Comme le dit également Ramisandrazana Rakotosoa, l’indépendance « octroyée » en 1960 était mal partie et, visiblement, n’a pas servi au développement du pays, du moins pour l’instant. Les dirigeants malgaches n’arrivent pas à contrôler les manettes des pouvoirs. « En substance, les Malgaches ne s’y sont pas préparés (à l’indépendance), et ce, malgré les luttes menées durant la période coloniale. Ils ne savent pas quoi en faire », commente-t-elle. L’historienne croit savoir que la notion de République et ses valeurs s’entrechoque avec la culture malgache et l’adaptation a été difficile. « La société malgache reste fragmentaire et il n’y a pas de conscience nationale, de conscience patriotique. Il existe un décalage entre une société démocratique, individualisée, et la société malgache (…) La nature timide des Malgaches ne facilite pas la libre expression, essentielle pour la bonne marche de la démocratie », avance encore l’historienne.
Jean Claude Ramandimbiarison refuse pourtant le fatalisme et croit en un avenir meilleur. « Crise profonde, il y en a assurément. Mais cette crise n’est pas que ruine et désespérance. Elle est d’abord mouvement de destruction et de déstructuration comme d’émergence de nouveauté et d’inédit », espère-t-il. Le sociologue pense à une « phase de transition » qui « bouscule les valeurs et les hiérarchies, le droit, la justice, la sauvegarde des personnes et des biens. De ce désordre sortiront peut-être une société et une culture mal identifiées », conclut-il.
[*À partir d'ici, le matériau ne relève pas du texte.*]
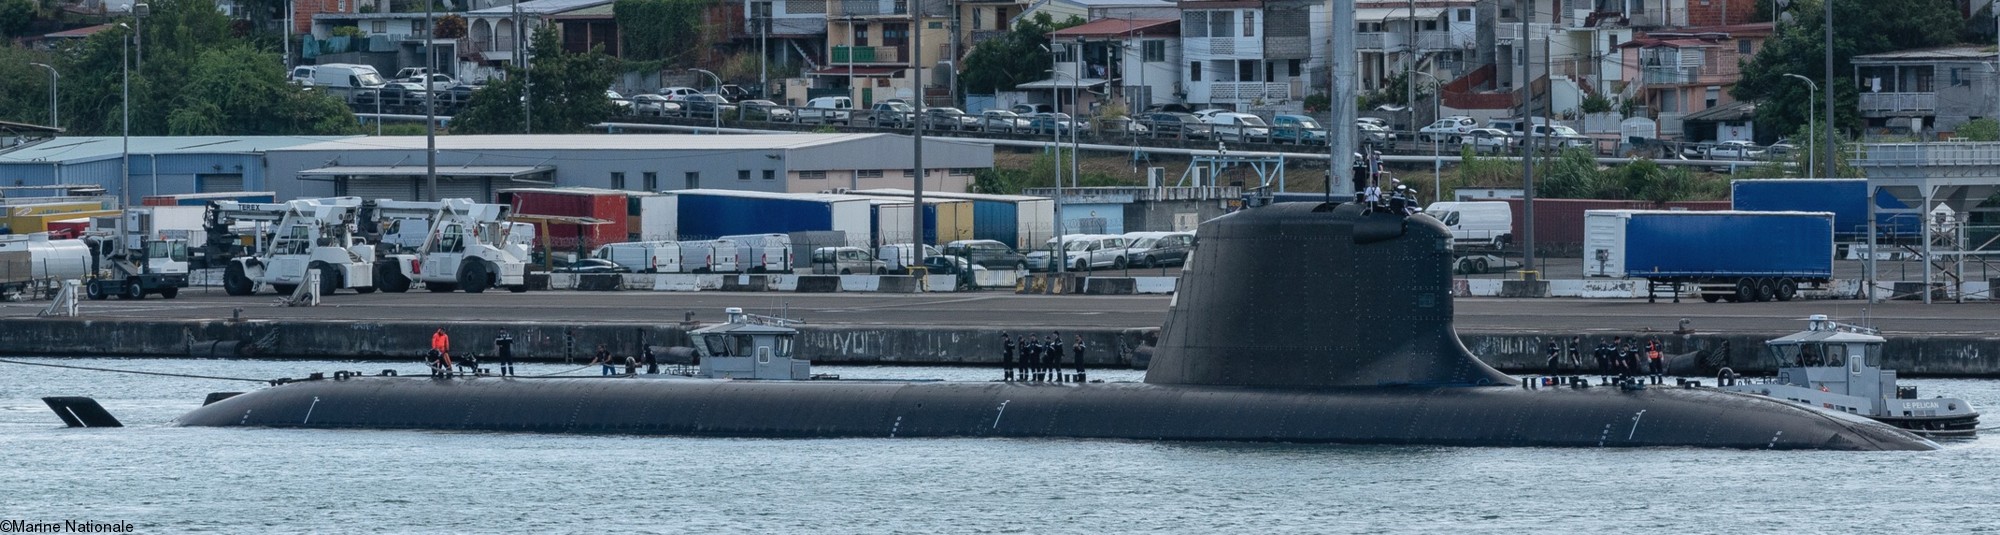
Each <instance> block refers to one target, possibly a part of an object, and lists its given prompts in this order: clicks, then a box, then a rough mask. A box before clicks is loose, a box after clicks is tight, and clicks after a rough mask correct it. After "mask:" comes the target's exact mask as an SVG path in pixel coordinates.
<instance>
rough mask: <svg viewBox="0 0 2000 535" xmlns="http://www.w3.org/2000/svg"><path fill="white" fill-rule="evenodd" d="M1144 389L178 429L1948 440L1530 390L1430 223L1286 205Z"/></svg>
mask: <svg viewBox="0 0 2000 535" xmlns="http://www.w3.org/2000/svg"><path fill="white" fill-rule="evenodd" d="M1198 236H1200V248H1198V250H1196V254H1194V260H1192V264H1190V268H1188V269H1186V273H1184V277H1182V283H1180V291H1178V293H1176V297H1174V305H1172V307H1170V313H1168V319H1166V325H1164V333H1162V341H1160V347H1158V353H1156V355H1154V361H1152V367H1150V369H1148V373H1146V381H1144V383H1088V385H1054V383H1002V381H976V383H968V381H960V383H944V381H726V379H664V377H658V375H652V377H646V375H642V377H602V379H600V377H560V379H522V377H472V379H424V377H360V379H340V381H302V383H290V385H278V387H268V389H260V391H252V393H244V395H236V397H228V399H220V401H214V403H212V405H204V407H200V409H194V411H190V413H186V415H182V417H180V419H178V423H180V425H262V427H324V429H480V431H544V433H638V435H714V437H1110V439H1170V441H1296V443H1388V445H1404V443H1408V445H1536V447H1648V445H1668V447H1742V449H1874V451H1880V449H1936V447H1938V445H1936V443H1932V441H1928V439H1922V437H1916V435H1910V433H1906V431H1902V429H1894V427H1890V425H1882V423H1876V421H1870V419H1864V417H1854V415H1844V413H1834V411H1820V409H1812V407H1802V405H1796V403H1786V401H1776V399H1770V397H1760V395H1748V393H1730V391H1718V389H1640V391H1626V389H1610V387H1594V389H1522V387H1510V385H1516V381H1514V379H1510V377H1508V375H1504V373H1500V371H1496V369H1492V367H1488V365H1486V363H1482V361H1478V359H1476V357H1472V353H1470V351H1466V347H1464V345H1462V343H1460V341H1458V337H1456V333H1454V331H1452V293H1450V273H1448V269H1450V262H1452V258H1450V244H1448V236H1450V234H1448V232H1446V230H1444V226H1440V224H1438V222H1436V220H1432V218H1428V216H1412V218H1402V216H1392V214H1366V212H1364V210H1362V208H1360V206H1354V204H1320V206H1314V204H1278V206H1266V208H1254V210H1244V212H1236V214H1230V216H1222V218H1216V220H1210V222H1204V224H1202V226H1200V230H1198Z"/></svg>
Mieux l’ingérence des étrangers

Pour Ramisandrazana Rakotosoa, la solution se trouve dans l’éducation. « Il faut jeter les bases d’un sentiment national sans être nationaliste, cultiver le sens patriotique », estime-t-elle. Elle prône également « un minimum de régulation pour la mise en place des choses communes : quelle éthique morale commune, quelle histoire partagée, quelle loi commune, édictée d’une manière consensuelle et non artificielle, ou obtenue par la violence ». Avant d’insister sur la nécessité « d’un grand chef pour rassembler tous les Malgaches avec une vision claire pour préparer tout ça ».
La dépendance économique, souligne d’ailleurs Hery Ramiarison, n’est pas toujours une mauvaise chose. Le plus important, estime-t-il, en faisant le parallèle avec les pays de l’Asie du Sud-Est, est de gérer au mieux l’ingérence des étrangers. « Ils ont été colonisés, comme nous, puis ont appliqué les ajustements structurels sous l’égide des bailleurs de fonds, et surtout ils ont beaucoup fait pour attirer les investissements directs étrangers (IDE). Mais ils ont réussi à sortir du piège de la pauvreté, sont devenus pays émergents. Et on peut dire qu’ils sont indépendants économiquement après avoir su capitaliser les effets d’entrainement apportés par les capitaux étrangers », conclut-il.